Antisemitismus und der 11. September

9/11 was an inside schmock

Der 11. September ist weltweit ein regelrechter Feiertag der Verschwörungsideologen und Antisemiten geworden. Das Internet und die sozialen Medien sind ihre wichtigsten Verbreitungskanäle.

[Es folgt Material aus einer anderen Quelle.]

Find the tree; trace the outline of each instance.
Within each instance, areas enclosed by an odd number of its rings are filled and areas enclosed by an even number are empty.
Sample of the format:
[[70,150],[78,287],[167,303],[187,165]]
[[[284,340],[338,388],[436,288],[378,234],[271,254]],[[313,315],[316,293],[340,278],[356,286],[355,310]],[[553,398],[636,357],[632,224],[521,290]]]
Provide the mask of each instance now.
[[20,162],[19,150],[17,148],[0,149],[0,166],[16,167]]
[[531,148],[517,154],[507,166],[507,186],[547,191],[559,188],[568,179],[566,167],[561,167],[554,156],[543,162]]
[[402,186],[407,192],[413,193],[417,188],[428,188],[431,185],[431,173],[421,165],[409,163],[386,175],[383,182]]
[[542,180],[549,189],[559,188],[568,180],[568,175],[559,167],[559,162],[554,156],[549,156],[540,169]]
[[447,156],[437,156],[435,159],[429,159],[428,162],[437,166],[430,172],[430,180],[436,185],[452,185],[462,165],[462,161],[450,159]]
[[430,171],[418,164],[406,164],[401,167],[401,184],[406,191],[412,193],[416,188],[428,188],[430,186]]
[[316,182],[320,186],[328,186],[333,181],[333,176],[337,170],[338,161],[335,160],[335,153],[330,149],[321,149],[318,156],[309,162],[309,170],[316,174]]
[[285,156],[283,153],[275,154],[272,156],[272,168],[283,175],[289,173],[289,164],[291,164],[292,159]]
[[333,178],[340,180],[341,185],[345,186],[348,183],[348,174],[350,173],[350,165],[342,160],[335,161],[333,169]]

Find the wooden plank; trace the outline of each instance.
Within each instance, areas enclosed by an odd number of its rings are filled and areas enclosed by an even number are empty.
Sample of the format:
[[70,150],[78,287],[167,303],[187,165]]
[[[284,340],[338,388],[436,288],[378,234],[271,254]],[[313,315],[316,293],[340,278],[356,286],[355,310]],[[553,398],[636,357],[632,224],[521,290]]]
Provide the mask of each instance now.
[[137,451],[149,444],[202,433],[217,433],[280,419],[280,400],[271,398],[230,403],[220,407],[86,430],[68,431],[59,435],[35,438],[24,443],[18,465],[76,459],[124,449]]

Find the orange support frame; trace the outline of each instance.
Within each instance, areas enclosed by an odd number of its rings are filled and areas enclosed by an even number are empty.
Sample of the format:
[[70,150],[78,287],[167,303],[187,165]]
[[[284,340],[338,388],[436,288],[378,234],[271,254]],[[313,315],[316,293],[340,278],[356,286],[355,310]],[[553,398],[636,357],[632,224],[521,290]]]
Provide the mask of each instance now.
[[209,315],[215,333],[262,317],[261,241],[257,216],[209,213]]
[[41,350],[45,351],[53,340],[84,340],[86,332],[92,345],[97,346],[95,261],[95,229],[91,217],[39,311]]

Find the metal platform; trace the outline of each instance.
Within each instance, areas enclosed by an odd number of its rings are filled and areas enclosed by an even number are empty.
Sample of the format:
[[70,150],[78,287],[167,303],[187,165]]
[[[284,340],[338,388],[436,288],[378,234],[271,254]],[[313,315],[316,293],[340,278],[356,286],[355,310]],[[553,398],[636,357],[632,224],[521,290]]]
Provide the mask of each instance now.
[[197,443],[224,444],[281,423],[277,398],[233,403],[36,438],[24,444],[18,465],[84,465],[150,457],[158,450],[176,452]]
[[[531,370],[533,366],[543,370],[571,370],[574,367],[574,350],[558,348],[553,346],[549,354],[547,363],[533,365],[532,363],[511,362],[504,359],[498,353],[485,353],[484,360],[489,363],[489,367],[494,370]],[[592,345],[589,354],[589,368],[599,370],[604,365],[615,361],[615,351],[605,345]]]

»Was hast du am 11. September gemacht?« ist eine Frage, die wohl jede und jeder beantworten kann, die oder der vor 1995 geboren wurde. Das zeigt, dass der 11. September 2001 zu einem defining moment geworden ist: als das »Ende des langen 20. Jahrhunderts«, als Ende des »Endes der Geschichte«. Nine Eleven, wie dieser Tag seitdem im global english genannt wird, war für viele Menschen ein einschneidendes Ereignis. Nicht nur für die Opfer und ihre Angehörigen, wie die kürzlich an Krebs verstorbene Marcy Borders, die dust lady aus New York City, deren Bild zum Symbol der Überlebenden des Angriffs wurde.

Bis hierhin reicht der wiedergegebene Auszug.